実は、一事を成し遂げた経営者たちに冒頭の質問をしたところ、「自分のために生きることが、結果として、会社や社員や家族の幸福に繋がっている」という答えが大半だったことも、本書や元上司の言葉を確かなものにしてくれました。
 
人は、社長や父親、夫など様々な役割を担っています。その役割を果たしていくだけの人生は「楽」だと感じる時もあるでしょう。しかし、自分を抑え込む我慢はいずれ限界を迎えます。

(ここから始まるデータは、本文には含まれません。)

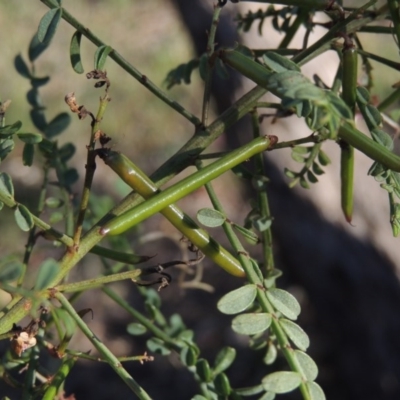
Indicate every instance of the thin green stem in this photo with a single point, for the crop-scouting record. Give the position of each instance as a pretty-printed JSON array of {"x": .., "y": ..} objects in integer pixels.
[
  {"x": 262, "y": 200},
  {"x": 90, "y": 168},
  {"x": 175, "y": 344},
  {"x": 210, "y": 66},
  {"x": 98, "y": 282},
  {"x": 102, "y": 349},
  {"x": 393, "y": 97},
  {"x": 32, "y": 233},
  {"x": 124, "y": 64},
  {"x": 289, "y": 34}
]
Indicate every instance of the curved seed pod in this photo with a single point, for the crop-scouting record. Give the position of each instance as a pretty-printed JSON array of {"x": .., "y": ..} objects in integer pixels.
[
  {"x": 138, "y": 181},
  {"x": 349, "y": 82}
]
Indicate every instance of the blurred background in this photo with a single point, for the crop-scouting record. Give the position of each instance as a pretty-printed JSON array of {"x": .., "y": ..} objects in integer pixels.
[{"x": 344, "y": 275}]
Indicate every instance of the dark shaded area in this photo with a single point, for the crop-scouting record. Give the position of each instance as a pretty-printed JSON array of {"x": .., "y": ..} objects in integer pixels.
[{"x": 352, "y": 290}]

そんな時、自分が心から面白いと思えるものに挑戦してみてください。自分で決めたことだからこそ、納得して打ち込めますし、心から楽しむこともできるはずです。同時に、その経験が人のためになり、本業のプラスになることも分かるでしょう。「自分がやりたいことをやった結果が人のためになる」という生き方に、限界はないのです。
 
ベンチャーキャピタルの世界は、見合うべき投資先が限られているため、それだけでは残念ながら一部の社会問題しか解決することはできません。そこで最近、私は地域創生という文脈で、地方で地のものを使って事業を行い地域を活性化していく会社に、本業とは関係なく、経営のアドバイスをするようになりました。これまでのベンチャーキャピタリストとしての人生に、「私」という一個人の生き方が加わったことで、人生がさらに多様で豊かになったことを実感しています。
 
もし、自分の人生に不安を感じたら、立ち止まって「自分で選び、自分で決める、自分のための人生」があることを思い出してください。そして、自分らしい道を見つけてほしいと思っています。

title:自分のための人生
Author:ウエイン・W・ダイアー(著)、渡部昇一(翻訳)
Data:三笠書房 1188円(税込) / 194ページ


つつみ・たつお◎三和総合研究所(現三菱UFJリサーチ&コンサルティング)、シーエー・キャピタル(現サイバーエージェント・ベンチャーズ、現YJFX)設立、リクルートを経て、2011年にグリー入社、グリーベンチャーズを立ち上げた。